There, he administered several field sobriety tests, then told the driver that she and her passenger would avoid jail if they showed him their breasts, the documents said. The passenger declined, but the driver exposed herself because she feared she "was not free to leave" until she did so, the charging documents said.

The officer told her that was not good enough, the documents said. He is accused of then placing his hand on her exposed breast and taking a photograph, using the camera on his cellular telephone.

Mosmiller did not file a report of the traffic stop and no drunken-driving charges were brought against the driver, police said.

She reported the incident that night, and the department's Criminal Investigation Division began investigating.

Mosmiller was placed on administrative duty and was served with a warrant Monday on the sex offense and assault charges, along with charges of false imprisonment and misconduct in office. He turned surrendered that night and was jailed on $250,000 bond.

His lawyer, Michael J. Belsky, argued yesterday at his bail review hearing that Mosmiller deserved leniency because he was engaged to be married, had a 10-month- old daughter at home and had received a commendation for thwarting a Dec. 19 robbery. The charges facing Mosmiller, Belsky told the judge, unfairly besmirch an "exemplary life."

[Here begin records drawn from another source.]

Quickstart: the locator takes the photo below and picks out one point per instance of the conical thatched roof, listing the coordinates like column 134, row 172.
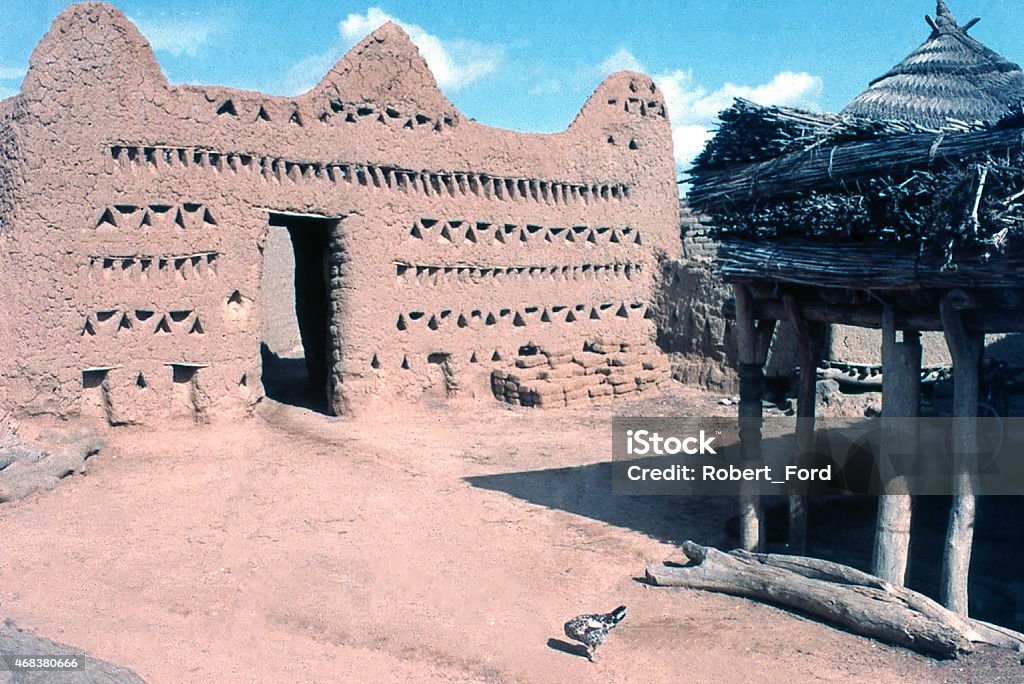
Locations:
column 950, row 76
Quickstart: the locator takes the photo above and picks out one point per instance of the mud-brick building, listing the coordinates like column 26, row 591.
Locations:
column 135, row 215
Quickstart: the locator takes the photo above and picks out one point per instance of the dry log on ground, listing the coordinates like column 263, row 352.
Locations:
column 841, row 595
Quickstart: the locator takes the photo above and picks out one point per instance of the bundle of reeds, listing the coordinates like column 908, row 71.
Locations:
column 852, row 178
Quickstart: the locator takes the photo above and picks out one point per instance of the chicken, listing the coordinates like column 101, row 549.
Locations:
column 592, row 630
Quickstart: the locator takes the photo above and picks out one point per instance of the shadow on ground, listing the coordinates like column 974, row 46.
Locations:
column 586, row 490
column 841, row 528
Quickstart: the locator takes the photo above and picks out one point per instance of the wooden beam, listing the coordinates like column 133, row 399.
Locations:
column 810, row 337
column 900, row 398
column 837, row 594
column 870, row 316
column 966, row 348
column 751, row 344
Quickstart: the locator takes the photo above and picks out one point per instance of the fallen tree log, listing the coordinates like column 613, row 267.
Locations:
column 844, row 596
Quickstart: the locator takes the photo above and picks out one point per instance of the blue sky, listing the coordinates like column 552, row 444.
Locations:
column 529, row 65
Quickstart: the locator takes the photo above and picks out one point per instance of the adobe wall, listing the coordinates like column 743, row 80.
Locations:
column 692, row 327
column 134, row 256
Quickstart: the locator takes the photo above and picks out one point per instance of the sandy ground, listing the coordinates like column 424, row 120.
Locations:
column 424, row 544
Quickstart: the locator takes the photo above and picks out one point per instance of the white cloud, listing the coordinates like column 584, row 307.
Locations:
column 177, row 36
column 693, row 109
column 546, row 87
column 12, row 73
column 456, row 63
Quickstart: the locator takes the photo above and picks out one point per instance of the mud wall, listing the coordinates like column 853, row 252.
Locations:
column 135, row 254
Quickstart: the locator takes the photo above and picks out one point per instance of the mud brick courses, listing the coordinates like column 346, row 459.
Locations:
column 599, row 371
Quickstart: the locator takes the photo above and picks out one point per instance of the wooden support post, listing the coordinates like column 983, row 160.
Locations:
column 754, row 341
column 900, row 398
column 810, row 337
column 966, row 349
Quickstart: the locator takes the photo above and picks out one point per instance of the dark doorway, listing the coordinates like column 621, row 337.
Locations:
column 291, row 379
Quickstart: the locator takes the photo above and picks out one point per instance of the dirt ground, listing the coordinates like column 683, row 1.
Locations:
column 423, row 544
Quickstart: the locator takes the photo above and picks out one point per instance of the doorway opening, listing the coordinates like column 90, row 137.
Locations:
column 296, row 306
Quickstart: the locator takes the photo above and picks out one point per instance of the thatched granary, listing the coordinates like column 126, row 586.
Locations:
column 904, row 212
column 950, row 76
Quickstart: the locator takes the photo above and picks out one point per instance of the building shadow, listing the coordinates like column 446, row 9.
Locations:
column 286, row 379
column 841, row 528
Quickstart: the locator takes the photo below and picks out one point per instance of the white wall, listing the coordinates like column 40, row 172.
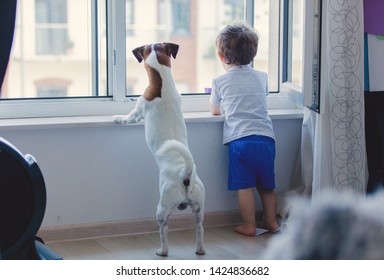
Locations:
column 106, row 173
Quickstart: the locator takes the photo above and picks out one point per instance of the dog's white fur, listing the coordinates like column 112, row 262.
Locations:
column 332, row 226
column 166, row 137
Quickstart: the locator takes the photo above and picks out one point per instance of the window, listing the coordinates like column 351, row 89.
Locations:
column 295, row 42
column 88, row 44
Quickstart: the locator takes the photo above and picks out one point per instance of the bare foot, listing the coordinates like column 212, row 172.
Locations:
column 248, row 231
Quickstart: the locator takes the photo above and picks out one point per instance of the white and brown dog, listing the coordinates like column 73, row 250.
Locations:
column 166, row 136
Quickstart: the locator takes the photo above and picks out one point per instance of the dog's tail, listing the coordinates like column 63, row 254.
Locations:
column 188, row 168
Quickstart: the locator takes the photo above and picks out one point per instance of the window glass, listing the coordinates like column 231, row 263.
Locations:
column 66, row 41
column 295, row 42
column 194, row 25
column 60, row 40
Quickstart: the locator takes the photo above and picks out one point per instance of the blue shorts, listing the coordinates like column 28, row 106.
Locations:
column 251, row 163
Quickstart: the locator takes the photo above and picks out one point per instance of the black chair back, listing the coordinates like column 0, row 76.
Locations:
column 22, row 203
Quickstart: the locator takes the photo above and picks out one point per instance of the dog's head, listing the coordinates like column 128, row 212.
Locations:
column 163, row 52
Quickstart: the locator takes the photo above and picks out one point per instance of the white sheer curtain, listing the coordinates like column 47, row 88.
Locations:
column 333, row 142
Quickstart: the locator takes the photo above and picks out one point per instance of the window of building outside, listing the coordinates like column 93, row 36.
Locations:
column 67, row 40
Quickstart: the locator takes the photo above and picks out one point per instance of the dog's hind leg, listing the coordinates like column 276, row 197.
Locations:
column 199, row 215
column 162, row 216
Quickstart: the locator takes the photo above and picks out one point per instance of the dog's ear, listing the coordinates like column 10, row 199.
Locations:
column 172, row 49
column 139, row 53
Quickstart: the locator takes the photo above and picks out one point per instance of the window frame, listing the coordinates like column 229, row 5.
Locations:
column 117, row 102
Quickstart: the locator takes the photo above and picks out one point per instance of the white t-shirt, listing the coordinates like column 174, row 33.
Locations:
column 241, row 93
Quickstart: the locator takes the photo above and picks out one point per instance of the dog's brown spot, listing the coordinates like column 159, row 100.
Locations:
column 155, row 83
column 164, row 51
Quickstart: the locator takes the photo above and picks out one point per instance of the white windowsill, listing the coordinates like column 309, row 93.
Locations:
column 97, row 121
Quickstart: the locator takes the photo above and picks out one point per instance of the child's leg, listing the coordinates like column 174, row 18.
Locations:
column 269, row 200
column 246, row 201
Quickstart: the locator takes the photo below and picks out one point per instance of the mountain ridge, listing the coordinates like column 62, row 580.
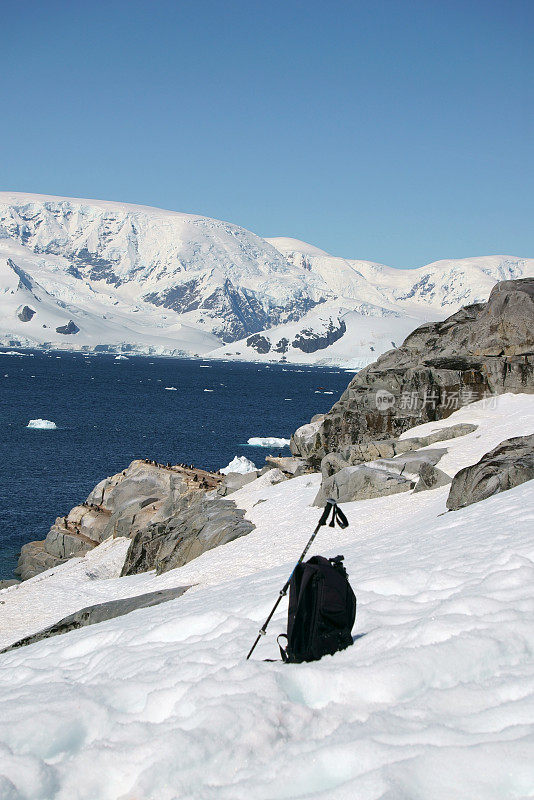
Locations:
column 143, row 279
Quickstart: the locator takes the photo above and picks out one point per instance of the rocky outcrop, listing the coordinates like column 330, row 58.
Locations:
column 197, row 523
column 290, row 466
column 135, row 501
column 389, row 448
column 309, row 341
column 484, row 349
column 411, row 470
column 69, row 329
column 91, row 615
column 504, row 467
column 25, row 314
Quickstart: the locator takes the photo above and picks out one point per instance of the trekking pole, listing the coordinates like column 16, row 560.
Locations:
column 337, row 516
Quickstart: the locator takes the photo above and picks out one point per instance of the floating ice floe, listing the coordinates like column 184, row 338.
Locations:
column 240, row 464
column 42, row 424
column 267, row 441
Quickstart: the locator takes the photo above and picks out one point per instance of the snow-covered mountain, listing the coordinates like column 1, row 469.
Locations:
column 96, row 274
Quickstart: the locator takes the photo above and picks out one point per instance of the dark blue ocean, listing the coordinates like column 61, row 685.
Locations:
column 109, row 412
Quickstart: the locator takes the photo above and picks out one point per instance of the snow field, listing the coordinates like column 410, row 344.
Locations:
column 434, row 701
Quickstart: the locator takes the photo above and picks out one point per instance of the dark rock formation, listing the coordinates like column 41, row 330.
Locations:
column 384, row 476
column 100, row 613
column 233, row 481
column 68, row 329
column 482, row 350
column 389, row 448
column 259, row 343
column 123, row 505
column 25, row 314
column 504, row 467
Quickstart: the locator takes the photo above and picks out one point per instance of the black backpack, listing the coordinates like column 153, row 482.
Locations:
column 322, row 610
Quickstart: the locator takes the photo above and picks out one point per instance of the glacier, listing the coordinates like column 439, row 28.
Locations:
column 102, row 276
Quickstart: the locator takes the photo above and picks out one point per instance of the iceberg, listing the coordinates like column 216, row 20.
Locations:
column 42, row 424
column 239, row 464
column 267, row 441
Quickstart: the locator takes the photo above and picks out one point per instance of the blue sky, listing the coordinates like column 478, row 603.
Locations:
column 396, row 131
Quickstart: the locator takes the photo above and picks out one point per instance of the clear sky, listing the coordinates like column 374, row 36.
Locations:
column 399, row 131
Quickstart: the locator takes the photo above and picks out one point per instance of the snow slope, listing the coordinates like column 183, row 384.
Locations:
column 149, row 280
column 434, row 700
column 330, row 336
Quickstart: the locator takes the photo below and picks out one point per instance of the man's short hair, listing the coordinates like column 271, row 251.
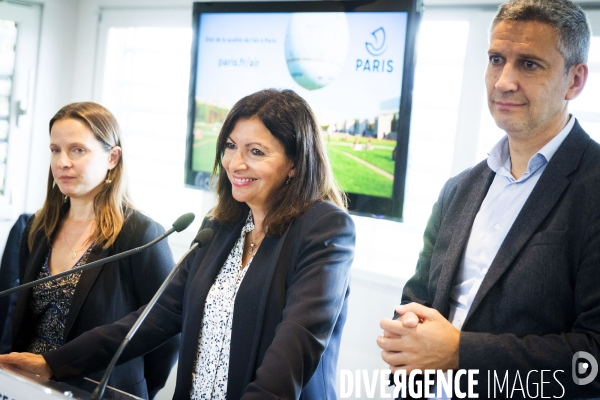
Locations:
column 568, row 20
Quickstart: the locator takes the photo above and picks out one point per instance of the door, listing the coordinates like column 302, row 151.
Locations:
column 19, row 40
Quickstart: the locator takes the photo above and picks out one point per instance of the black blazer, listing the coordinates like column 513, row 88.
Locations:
column 288, row 314
column 106, row 294
column 539, row 303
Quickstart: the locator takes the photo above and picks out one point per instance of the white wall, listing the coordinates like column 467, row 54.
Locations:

Belsky described to the judge his client's life in a hardworking, two-parent home - his father a landscaper and his mother a nurse. He was described as a high school honor student and former altar boy.

"That's the type of man his family and friends know him to be," said Belsky, who also represented one of the two Baltimore officers accused of doing nothing to stop another officer from having sex with a female suspect at a police station.

Waltemeyer said the investigation into the Anne Arundel officers will also involve a review of policies and procedures, but he emphasized that Mosmiller is the only officer to face criminal charges, and that the investigation has not suggested that others were involved in "anything similar" to what Mosmiller is accused of.

"We don't want to paint all officers or all rookies with a broad brush," Waltemeyer said. "These allegations do not reflect on every officer in the department. Ninety-nine point nine percent of the time, officers make the right decision and provide professional service."


Sun reporter Dan Lamothe contributed to this article.